Reference Source Validation

Learn how to configure reference sources for data validation.

Reference sources allow you to calculate metrics by comparing your data against a ground truth or baseline source that you specify. This feature enables sophisticated data validation scenarios such as:

  • Cross-source comparisons: Compare data between two completely different sources, such as production data against staging or development environments.
  • Time-based analysis: Create sliding windows to compare current data against historical patterns.
  • Ground truth validation: Validate incoming data against known-good reference datasets, for example comparing data between old and new systems during migration to ensure accuracy and completeness.
  • Historical trend analysis: Detect deviations by comparing against established baselines, such as current performance against the same period last week, month, or year.

Supported Validator Types

You can only configure a reference source for specific validator types that support comparative analysis:

Validator TypeDescription
Numeric distributionCompare statistical distributions of numeric data
Relative volumeCompare data volumes and patterns
Categorical distributionCompare the distribution of categorical values

Configuration Parameters

You can configure reference sources with field, filter, or window settings:

Reference Source Config parameters

Validator metric configuration with Reference Source parameters

Reference Field

(Required) Choose the specific field from your reference source that will serve as the comparison baseline. The reference field should contain comparable data for meaningful validation.

❗️

The field data type in the reference source must exactly match the field data type in your primary source configuration.

Reference Filter

(Optional) Apply rules to determine which data points to include in both the primary and reference metric calculation.

You can use filters to focus on specific subsets of data (such as specific regions, user types, or product categories). For example, you can filter both sources to only include users from the same geographic region when comparing user behavior metrics.

For comprehensive filtering options, see About Filters.

Window

(Required) Select a pre-configured window or define a new window to use in the metric calculation. Then, define the reference window with the window offset and number of windows parameters.

For details about types of windows and their configuration, see About Windows.

Reference Window Offset

(Required) The reference window offset shifts the reference window backward in time to compare against historical data. For example,

  • 0 = Compares the current primary window against the current reference window.
  • 1 = Compares the current primary window against the previous reference window (if the window is daily, the reference window is yesterday).
  • 7 = Compares the current primary window against the reference window from 7 periods ago (if the window is daily, the reference window is 7 days ago).
📘

Timing Considerations: Reference windows remain empty until they contain data within your source's lookback time. If you set the window offset beyond your data warehouse's lookback period, the reference window may stay empty until sufficient historical data is available.

Number of Reference Windows

(Required) Aggregate metrics across multiple windows to smooth variations and reduce noise. By default, the number of windows is set to 1 for single window comparison.

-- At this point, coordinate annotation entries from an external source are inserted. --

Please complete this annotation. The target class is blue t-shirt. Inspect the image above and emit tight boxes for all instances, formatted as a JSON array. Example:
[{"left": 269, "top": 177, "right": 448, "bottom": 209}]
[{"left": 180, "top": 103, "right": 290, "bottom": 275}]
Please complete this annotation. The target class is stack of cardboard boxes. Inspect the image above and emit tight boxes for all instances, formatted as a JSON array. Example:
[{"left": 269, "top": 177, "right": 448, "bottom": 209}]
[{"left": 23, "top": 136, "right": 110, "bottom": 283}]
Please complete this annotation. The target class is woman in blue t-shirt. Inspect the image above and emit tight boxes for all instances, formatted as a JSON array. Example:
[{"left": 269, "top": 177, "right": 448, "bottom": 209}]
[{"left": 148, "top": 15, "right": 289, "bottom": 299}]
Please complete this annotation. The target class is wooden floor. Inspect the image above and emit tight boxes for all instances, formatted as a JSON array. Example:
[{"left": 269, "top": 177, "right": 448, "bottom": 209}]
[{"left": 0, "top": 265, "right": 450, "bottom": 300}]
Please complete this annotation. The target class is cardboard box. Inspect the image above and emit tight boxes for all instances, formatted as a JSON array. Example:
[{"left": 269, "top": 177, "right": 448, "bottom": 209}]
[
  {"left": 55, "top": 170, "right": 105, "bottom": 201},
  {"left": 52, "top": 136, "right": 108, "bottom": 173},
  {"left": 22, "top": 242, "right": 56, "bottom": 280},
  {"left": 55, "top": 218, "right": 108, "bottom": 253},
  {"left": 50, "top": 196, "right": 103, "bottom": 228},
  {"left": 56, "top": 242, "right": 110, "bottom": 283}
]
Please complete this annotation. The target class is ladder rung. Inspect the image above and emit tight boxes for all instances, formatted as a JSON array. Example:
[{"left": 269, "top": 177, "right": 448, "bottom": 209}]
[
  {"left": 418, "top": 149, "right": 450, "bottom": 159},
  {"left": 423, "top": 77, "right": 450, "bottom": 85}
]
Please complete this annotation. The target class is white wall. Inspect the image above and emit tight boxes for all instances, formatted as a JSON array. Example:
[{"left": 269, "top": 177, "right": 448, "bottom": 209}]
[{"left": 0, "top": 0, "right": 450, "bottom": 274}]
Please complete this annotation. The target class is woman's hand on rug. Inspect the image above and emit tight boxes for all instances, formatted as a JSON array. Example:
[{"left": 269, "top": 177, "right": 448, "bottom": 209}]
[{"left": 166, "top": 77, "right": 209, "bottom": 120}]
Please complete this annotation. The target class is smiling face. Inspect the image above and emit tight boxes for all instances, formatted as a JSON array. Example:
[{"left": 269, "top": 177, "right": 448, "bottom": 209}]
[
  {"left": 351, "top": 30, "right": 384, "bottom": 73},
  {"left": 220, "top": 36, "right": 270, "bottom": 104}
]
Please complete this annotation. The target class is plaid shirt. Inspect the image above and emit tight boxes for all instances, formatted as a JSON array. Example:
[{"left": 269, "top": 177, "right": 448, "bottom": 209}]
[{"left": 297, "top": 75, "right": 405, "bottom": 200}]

Choose a number larger than 1 to compare your current data against an aggregate of the values calculated over the total number of windows. For example, setting this to 7 with daily windows compares your current day against the average of the past 7 days from your reference source.

Examples

These examples illustrate how the metric is calculated for reference sources with different daily window configurations.

Example 1

Use Case: Detect real-time sync issues between systems. For example, compare current order volumes between your production database and analytics warehouse.

Real-time Comparison

Compare current data windows between different sources to detect discrepancies in real-time.

Example 2

Use Case: Daily trend monitoring and anomaly detection. For example, compare today's user engagement metrics against yesterday's performance.

Day-over-day Comparison

Compare current data window against metrics from previous day.

Example 3

Use Case: Weekly trend monitoring and anomaly detection. For example, compare today's metrics against last week's performance.

Week-over-week Comparison

Compare current data window against metrics from a week ago.

Example 4

Use Case: Smoothed trend analysis. For example, compare the current performance against the average performance for the past week.

Weekly Average Comparison

Compare current data window against aggregated weekly averages for smoother trend analysis.